Menlu AS Minta Militer Myanmar Bebaskan Aung San Suu Kyi
AS menyatakan keprihatinan dan kekhawatiran besar atas laporan penahanan Suu Kyi
REPUBLIKA.CO.ID, WASHINGTON -- Menteri Luar Negeri (Menlu) Amerika Serikat (AS) Antony Blinken meminta para pemimpin militer Myanmar untuk membebaskan pemimpin sipil Aung San Suu Kyi dan pemimpin lain yang ditahan. Pada Senin (1/2) dini hari, militer melakukan penggerebekan menangkap Suu Kyi, Presiden, dan tokoh senior lain dari partai berkuasa.
Blinken mengatakan, AS menyatakan keprihatinan dan kekhawatiran besar atas laporan penahanan pejabat pemerintah dan pemimpin masyarakat sipil. Dia menyerukan untuk membebaskan para pemimpin Myanmar.
"Kami menyerukan kepada para pemimpin militer Burma untuk membebaskan semua pejabat pemerintah dan pemimpin masyarakat sipil dan menghormati keinginan rakyat Burma seperti yang diungkapkan dalam pemilihan umum demokratis pada 8 November," ujar Blinken.
"Amerika Serikat mendukung rakyat Burma dalam aspirasi mereka untuk demokrasi, kebebasan, perdamaian, dan pembangunan. Militer harus segera membalikkan tindakan ini," ujarnya.

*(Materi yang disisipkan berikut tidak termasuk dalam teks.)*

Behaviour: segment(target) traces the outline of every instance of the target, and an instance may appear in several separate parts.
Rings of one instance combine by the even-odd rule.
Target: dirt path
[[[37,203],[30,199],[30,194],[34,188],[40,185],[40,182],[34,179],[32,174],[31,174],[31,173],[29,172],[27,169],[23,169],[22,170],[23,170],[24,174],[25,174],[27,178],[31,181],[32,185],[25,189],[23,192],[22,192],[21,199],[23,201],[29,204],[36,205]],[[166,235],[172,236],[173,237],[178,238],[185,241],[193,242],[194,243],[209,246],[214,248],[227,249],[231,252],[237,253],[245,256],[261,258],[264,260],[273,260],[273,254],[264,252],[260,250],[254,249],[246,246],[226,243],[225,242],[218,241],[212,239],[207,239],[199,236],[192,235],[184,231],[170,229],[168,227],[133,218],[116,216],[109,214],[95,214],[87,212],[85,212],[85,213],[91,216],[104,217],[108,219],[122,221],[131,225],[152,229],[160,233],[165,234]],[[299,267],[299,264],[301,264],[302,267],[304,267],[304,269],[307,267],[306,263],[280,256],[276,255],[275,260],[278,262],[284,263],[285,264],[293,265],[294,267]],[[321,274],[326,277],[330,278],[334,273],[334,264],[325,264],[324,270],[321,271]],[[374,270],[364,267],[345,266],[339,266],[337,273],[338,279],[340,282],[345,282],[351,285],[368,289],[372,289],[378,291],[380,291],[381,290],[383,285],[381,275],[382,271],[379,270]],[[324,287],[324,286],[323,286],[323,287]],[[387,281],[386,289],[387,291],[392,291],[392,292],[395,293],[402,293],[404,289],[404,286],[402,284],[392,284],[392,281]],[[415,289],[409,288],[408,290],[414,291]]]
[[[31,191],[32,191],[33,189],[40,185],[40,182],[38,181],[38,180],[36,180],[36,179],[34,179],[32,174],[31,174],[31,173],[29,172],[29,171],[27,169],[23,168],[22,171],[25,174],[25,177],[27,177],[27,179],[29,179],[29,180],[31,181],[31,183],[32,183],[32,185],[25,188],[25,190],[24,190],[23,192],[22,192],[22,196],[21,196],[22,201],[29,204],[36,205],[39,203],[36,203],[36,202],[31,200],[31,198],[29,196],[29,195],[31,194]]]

Presiden Joe Biden juga telah diberi pengarahan tentang kudeta militer Myanmar. AS mengecam tindakan tersebut.
Baca juga : Pemimpin Myanmar Aung San Suu Kyi Ditangkap
Pemenang Hadiah Nobel Perdamaian Suu Kyi (75 tahun) berkuasa setelah menang telak dalam pemilihan umum (pemilu) 2015. Dia menjabat pemimpin Myanmar sejak beberapa dekade tahanan rumah dalam perjuangan untuk demokrasi yang mengubahnya menjadi ikon internasional.
Reputasi internasionalnya rusak setelah ratusan ribu etnis Rohingya melarikan diri dari operasi militer ke pengungsian dari negara bagian Rakhine barat Myanmar pada 2017. Namun demikian, Suu Kyi tetap sangat populer di dalam negeri.
Militer, sebagai perancang konstitusi Myanmar 2008 memandang pihaknya sebagai penjaga persatuan nasional dan konstitusi. Militer telah mengabadikan peran permanen dirinya dalam sistem politik.
Dikenal sebagai Tatmadaw, militer Myanmar mendapat kuota 25 persen kursi parlemen yang tidak dipilih. Mereka mengontrol kementerian pertahanan, dalam negeri, dan perbatasan, memastikan kepentingan penting dalam politik.
Dalam pemilu November 2020, partai Suu Kyi menang telak lagi. Namun, militer menudingnya curang.
Militer menuduh adanya ketidaksesuaian seperti nama yang digandakan pada daftar pemungutan suara di sejumlah distrik. Pihaknya juga tidak senang dengan tanggapan komisi pemilu atas keluhannya.
Militer tidak mengatakan apakah penyimpangan cukup substansial untuk mengubah hasil pemilu. Keluhan ini serupa dengan yang dialami Partai Persatuan Solidaritas dan Pembangunan (USDP), bekas partai berkuasa yang dibentuk oleh militer sebelum secara resmi menyerahkan kekuasaan pada 2011.
USDP, yang secara luas dilihat sebagai proxy militer, dipermalukan dalam pemilu. Partainya hanya memenangkan 33 dari 476 kursi yang tersedia.
Sementara itu, Suu Kyi memang belum mengomentari kemenangan partainya dalam pemilu, atau keluhan militer. Namun NLD mengatakan tuduhan militer itu tidak berdasar dan setiap kekurangan pemilu tidak akan mengubah hasil.
Dari lebih dari 90 partai yang memperebutkan pemungutan suara, setidaknya 17 telah mengeluhkan sebagian besar penyimpangan kecil dan semuanya kecuali USDP adalah partai yang lebih kecil. Pengamat pemilu mengatakan pemungutan suara itu tanpa penyimpangan besar. Komisi pemilihan pada Kamis mengatakan tidak ada kesalahan pada skala yang bisa berarti penipuan atau pemilihan yang didiskreditkan.